Solving equations is a key aspect of mathematics that involves finding the unknown values that make the equation true. In the equation \( 3^{5-x} = 1 \), the unknown is \( x \). To solve it, we leverage the power of zero law to simplify our work.

• First, identify the structure of the problem, here an exponential equation.
• Use known mathematical laws to transform the equation into a simpler form.
• In this problem, we apply the power of zero law, setting \( 5-x \) to zero.
• Once the exponent is set to zero, we dismiss the complex part—dealing with the exponential function—and move to simpler algebra.

Ultimately, solving this equation is about transforming a complex-looking problem into a straightforward one where basic arithmetic can be applied.

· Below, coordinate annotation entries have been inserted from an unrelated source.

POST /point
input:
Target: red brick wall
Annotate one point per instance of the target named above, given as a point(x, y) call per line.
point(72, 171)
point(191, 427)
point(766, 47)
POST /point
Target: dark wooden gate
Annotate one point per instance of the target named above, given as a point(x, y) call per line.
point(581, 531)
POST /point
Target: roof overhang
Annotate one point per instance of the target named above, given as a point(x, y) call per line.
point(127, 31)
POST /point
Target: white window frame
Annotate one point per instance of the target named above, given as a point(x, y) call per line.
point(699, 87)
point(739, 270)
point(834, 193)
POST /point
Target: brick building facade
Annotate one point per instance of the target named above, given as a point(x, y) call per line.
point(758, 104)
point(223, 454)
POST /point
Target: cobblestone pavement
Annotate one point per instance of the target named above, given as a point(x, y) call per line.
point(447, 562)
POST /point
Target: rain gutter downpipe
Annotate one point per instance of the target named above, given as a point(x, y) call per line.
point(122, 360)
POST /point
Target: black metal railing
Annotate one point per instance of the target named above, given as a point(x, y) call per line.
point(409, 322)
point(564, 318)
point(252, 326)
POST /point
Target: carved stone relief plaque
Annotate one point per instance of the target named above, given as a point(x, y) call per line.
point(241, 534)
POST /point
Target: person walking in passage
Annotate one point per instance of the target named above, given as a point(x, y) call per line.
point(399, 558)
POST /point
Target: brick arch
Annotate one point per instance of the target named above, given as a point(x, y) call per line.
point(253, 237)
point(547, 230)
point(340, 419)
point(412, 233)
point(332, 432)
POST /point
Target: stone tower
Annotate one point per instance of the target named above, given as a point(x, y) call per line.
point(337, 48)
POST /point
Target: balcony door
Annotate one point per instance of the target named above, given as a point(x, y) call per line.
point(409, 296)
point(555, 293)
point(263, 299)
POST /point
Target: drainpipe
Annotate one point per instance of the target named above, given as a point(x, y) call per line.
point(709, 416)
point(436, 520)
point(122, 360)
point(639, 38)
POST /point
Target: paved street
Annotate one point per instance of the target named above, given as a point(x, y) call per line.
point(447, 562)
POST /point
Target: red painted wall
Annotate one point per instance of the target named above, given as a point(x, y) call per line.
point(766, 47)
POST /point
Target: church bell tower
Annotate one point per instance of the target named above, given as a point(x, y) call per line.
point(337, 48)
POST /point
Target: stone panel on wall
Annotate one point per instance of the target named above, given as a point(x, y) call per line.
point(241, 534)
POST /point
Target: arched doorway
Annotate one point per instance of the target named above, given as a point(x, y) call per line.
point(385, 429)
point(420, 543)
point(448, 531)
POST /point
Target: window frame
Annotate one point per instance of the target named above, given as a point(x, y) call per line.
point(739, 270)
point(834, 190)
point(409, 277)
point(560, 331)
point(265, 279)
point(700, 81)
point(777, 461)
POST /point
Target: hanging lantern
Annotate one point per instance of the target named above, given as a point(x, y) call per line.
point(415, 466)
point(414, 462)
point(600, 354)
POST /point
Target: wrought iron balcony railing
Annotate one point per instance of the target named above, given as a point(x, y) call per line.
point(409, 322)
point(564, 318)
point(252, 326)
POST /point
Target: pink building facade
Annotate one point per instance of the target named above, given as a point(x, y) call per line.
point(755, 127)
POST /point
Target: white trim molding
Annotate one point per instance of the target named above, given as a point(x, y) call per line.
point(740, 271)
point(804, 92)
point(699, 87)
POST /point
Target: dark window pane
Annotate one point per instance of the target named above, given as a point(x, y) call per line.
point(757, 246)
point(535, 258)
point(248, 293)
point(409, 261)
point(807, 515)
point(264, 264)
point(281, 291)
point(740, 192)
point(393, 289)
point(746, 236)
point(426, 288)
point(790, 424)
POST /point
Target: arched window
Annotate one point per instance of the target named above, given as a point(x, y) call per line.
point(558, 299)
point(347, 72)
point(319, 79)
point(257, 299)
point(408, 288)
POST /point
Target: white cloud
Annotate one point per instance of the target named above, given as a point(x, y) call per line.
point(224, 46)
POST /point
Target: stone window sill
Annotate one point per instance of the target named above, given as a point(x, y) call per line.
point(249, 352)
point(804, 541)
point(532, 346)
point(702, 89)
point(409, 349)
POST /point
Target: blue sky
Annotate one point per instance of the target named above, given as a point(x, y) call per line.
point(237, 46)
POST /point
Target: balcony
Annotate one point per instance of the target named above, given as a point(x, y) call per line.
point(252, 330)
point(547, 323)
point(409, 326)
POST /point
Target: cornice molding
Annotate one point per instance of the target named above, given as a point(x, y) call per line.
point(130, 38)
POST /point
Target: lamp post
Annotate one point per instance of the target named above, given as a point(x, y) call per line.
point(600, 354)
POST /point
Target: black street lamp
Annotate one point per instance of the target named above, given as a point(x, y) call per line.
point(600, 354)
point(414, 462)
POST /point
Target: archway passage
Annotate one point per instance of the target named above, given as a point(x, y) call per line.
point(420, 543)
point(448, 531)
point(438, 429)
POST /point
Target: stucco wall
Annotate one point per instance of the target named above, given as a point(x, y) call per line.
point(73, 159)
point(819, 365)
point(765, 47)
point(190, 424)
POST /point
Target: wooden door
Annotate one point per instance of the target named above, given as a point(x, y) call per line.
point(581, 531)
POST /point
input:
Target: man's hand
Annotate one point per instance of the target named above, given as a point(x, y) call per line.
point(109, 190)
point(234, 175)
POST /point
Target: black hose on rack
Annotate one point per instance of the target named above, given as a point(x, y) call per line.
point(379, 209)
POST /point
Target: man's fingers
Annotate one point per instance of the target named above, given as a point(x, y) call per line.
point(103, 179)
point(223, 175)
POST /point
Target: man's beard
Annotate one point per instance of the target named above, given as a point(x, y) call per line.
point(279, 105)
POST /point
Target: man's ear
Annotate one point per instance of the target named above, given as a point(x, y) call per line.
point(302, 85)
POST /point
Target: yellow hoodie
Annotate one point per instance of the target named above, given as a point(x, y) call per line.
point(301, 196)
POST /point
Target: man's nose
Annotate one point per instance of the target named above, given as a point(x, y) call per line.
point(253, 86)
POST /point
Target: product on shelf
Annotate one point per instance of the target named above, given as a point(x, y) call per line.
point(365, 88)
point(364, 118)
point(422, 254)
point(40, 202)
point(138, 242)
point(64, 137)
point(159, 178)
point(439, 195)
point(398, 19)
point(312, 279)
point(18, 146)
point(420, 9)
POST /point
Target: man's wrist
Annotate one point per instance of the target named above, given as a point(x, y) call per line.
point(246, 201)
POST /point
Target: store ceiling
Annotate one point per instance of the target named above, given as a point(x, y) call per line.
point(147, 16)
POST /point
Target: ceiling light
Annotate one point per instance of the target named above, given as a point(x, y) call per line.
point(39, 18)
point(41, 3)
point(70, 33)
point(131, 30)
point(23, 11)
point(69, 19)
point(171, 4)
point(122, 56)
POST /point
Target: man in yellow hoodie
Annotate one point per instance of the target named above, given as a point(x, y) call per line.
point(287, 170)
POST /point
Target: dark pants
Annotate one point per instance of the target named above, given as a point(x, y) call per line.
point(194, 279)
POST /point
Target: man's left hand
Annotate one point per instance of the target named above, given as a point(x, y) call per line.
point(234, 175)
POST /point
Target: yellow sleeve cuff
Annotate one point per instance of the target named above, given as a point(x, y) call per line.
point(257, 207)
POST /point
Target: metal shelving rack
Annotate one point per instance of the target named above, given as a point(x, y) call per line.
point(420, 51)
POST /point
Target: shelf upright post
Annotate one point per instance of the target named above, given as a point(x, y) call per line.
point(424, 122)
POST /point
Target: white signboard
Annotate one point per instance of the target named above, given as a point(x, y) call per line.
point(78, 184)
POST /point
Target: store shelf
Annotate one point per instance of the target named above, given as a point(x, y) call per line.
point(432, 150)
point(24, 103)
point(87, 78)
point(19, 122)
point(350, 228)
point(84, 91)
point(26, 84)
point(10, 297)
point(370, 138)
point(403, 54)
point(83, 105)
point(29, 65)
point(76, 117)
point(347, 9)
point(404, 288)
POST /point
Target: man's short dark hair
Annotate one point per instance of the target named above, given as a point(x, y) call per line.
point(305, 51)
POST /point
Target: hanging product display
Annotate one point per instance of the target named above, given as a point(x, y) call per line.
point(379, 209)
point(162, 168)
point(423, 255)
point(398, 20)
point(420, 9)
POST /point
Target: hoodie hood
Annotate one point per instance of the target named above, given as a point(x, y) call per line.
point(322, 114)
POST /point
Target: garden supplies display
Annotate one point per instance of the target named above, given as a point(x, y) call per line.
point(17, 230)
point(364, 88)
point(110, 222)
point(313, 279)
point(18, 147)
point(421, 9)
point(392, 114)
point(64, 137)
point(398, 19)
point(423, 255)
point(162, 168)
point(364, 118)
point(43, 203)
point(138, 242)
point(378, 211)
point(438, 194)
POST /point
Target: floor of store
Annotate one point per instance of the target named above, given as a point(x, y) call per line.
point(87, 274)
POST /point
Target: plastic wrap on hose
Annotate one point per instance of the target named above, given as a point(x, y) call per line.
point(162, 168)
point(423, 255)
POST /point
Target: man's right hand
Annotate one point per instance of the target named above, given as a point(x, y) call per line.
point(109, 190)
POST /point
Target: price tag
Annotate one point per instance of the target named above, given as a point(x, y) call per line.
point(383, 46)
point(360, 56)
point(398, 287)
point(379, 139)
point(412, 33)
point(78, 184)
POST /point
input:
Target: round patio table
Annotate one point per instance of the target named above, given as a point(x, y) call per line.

Basic algebra provides the foundation for manipulating equations and solving for unknown variables. After reducing our equation \( 3^{5-x} = 1 \) to \( 5-x = 0 \), we delve into basic algebra to find the value of \( x \). Here are the steps:

• We start with the equation \( 5-x = 0 \).
• Add \( x \) to both sides to isolate the variable.
• You get \( 5 = x \), showing that the solution is simple and intuitive.

Basic algebra requires understanding operations such as addition, subtraction, and the properties of equality, which allow for the systematic solving of equations. By following these orderly steps, we can solve equations step by step, even those stemming from more complex exponential forms.